NOTE:The rlog() funtion can be a bit slow when you have e.g. > 20 samples. In these situations the vst() function is much faster and performs a similar transformation appropriate for use with plotPCA(). It’s typically just a few seconds with vst() due to optimizations and the nature of the transformation.

2.Principal components analysis (PCA)

DESeq2 has a built-in function for plotting PCA plots, that uses ggplot2 under the hood. This is great because it saves us having to type out lines of code and having to fiddle with the different ggplot2 layers. In addition, it takes the rlog object as an input directly, hence saving us the trouble of extracting the relevant information from it.

The function plotPCA() requires two arguments as input: an rlog object and the intgroup (the column in our metadata that we are interested in).

### Plot PCA 
plotPCA(rld, intgroup="sampletype")

==NOTE: The plotPCA() function will only return the values for PC1 and PC2. If you would like to explore the additional PCs in your data or if you would like to identify genes that contribute most to the PCs, you can use the prcomp() function. For example, to plot any of the PCs we could run the following code:==

 # Input is a matrix of log transformed values
 rld <- rlog(dds, blind=T)
 rld_mat <- assay(rld)
 pca <- prcomp(t(rld_mat))

 # Create data frame with metadata and PC3 and PC4 values for input to ggplot
 df <- cbind(meta, pca$x)
 ggplot(df) + geom_point(aes(x=PC3, y=PC4, color = sampletype))

3.Hierarchical Clustering

Since there is no built-in function for heatmaps in DESeq2 we will be using the pheatmap() function from the pheatmap package. This function requires a matrix/dataframe of numeric values as input, and so the first thing we need to is retrieve that information from the rld object:

### Extract the rlog matrix from the object
rld_mat <- assay(rld)    ## assay() is function from the "SummarizedExperiment" package that was loaded when you loaded DESeq2

Then we need to compute the pairwise correlation values for samples. We can do this using the cor() function:

### Compute pairwise correlation values
rld_cor <- cor(rld_mat)    ## cor() is a base R function

head(rld_cor)   ## check the output of cor(), make note of the rownames and colnames

And now to plot the correlation values as a heatmap:

### Load pheatmap package
library(pheatmap)

### Plot heatmap
pheatmap(rld_cor, annotation = meta)

3.Differential expression analysis with DESeq2

The final step in the differential expression analysis workflow is fitting the raw counts to the NB model and performing the statistical test for differentially expressed genes. In this step we essentially want to determine whether the mean expression levels of different sample groups are significantly different.

Running DESeq2

Prior to performing the differential expression analysis, it is a good idea to know what sources of variation are present in your data, either by exploration during the QC and/or prior knowledge.
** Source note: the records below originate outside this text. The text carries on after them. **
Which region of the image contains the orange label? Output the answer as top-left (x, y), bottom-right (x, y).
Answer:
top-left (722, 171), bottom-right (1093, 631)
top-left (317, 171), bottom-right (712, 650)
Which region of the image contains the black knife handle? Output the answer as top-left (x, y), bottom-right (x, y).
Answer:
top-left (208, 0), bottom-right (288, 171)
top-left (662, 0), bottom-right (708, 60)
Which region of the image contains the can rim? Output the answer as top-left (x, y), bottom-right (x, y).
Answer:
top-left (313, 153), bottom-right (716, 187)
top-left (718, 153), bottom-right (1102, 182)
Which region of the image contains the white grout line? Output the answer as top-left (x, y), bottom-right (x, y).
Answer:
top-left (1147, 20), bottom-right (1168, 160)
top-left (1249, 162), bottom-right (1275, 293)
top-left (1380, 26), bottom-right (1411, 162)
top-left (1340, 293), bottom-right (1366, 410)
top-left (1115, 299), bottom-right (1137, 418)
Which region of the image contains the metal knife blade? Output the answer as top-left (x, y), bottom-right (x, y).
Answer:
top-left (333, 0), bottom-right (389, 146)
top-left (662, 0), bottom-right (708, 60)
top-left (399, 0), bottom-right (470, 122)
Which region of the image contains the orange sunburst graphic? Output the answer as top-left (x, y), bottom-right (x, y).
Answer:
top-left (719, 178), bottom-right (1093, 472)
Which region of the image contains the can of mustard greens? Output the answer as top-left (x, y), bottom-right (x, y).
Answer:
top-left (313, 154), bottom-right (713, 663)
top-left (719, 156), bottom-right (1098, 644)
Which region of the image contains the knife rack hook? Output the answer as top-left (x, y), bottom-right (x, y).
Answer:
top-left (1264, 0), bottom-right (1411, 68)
Once you know the major sources of variation, you can remove them prior to analysis or control for them in the statistical model by including them in your design formula.

If you want to examine the expression differences between treatments, and you know that major sources of variation include sex and age, then your design formula would be:

design <- ~ sex + age + treatment

Complex designs

DESeq2 also allows for the analysis of complex designs. You can explore interactions or ‘the difference of differences’ by specifying for it in the design formula. For example, if you wanted to explore the effect of sex on the treatment effect, you could specify for it in the design formula as follows:

design <- ~ sex + age + treatment + sex:treatment

MOV10 DE analysis

To get our differential expression results from our raw count data, we only need to run 2 lines of code!

First we create a DESeqDataSet as we did in the ‘Count normalization’ lesson and specify the txi object which contains our raw counts, the metadata variable, and provide our design formula:

## Create DESeq2Dataset object
dds <- DESeqDataSetFromTximport(txi, colData = meta, design = ~ sampletype)

Then, to run the actual differential expression analysis, we use a single call to the function DESeq().

## Run analysis
dds <- DESeq(dds)

MOV10 Differential Expression Analysis: Control versus Overexpression

We have three sample classes so we can make three possible pairwise comparisons:

Control vs. Mov10 overexpression
Control vs. Mov10 knockdown
Mov10 knockdown vs. Mov10 overexpression

We are really only interested in #1 and #2 from above. Using the design formula we provided ~ sampletype, indicating that this is our main factor of interest.

Creating contrasts
To indicate to DESeq2 the two groups we want to compare, we can use contrasts. Contrasts are then provided to DESeq2 to perform differential expression testing using the Wald test. Contrasts can be provided to DESeq2 a couple of different ways:

Do nothing. Automatically DESeq2 will use the base factor level of the condition of interest as the base for statistical testing. The base level is chosen based on alphabetical order of the levels.
In the results() function you can specify the comparison of interest, and the levels to compare. The level given last is the base level for the comparison. The syntax is given below:

    # DO NOT RUN!
    contrast <- c("condition", "level_to_compare", "base_level")
    results(dds, contrast = contrast, alpha = alpha_threshold)

==NOTE: The Wald test can also be used with continuous variables. If the variable of interest provided in the design formula is continuous-valued, then the reported log2 fold change is per unit of change of that variable.==

Building the results table

To build our results table we will use the results() function. To tell DESeq2 which groups we wish to compare, we supply the contrasts we would like to make using thecontrast argument

## Define contrasts, extract results table, and shrink the log2 fold changes

contrast_oe <- c("sampletype", "MOV10_overexpression", "control")

res_tableOE <- results(dds, contrast=contrast_oe, alpha = 0.05)

Results exploration

The results table looks very much like a dataframe and in many ways it can be treated like one (i.e when accessing/subsetting data). However, it is important to recognize that it is actually stored in a DESeqResults object. When we start visualizing our data, this information will be helpful.

class(res_tableOE)
mcols(res_tableOE, use.names=T)
res_tableOE %>% data.frame() %>% View()

==NOTE: on p-values set to NA==

If within a row, all samples have zero counts, the baseMean column will be zero, and the log2 fold change estimates, p-value and adjusted p-value will all be set to NA.
If a row contains a sample with an extreme count outlier then the p-value and adjusted p-value will be set to NA. These outlier counts are detected by Cook’s distance.
If a row is filtered by automatic independent filtering, for having a low mean normalized count, then only the adjusted p-value will be set to NA.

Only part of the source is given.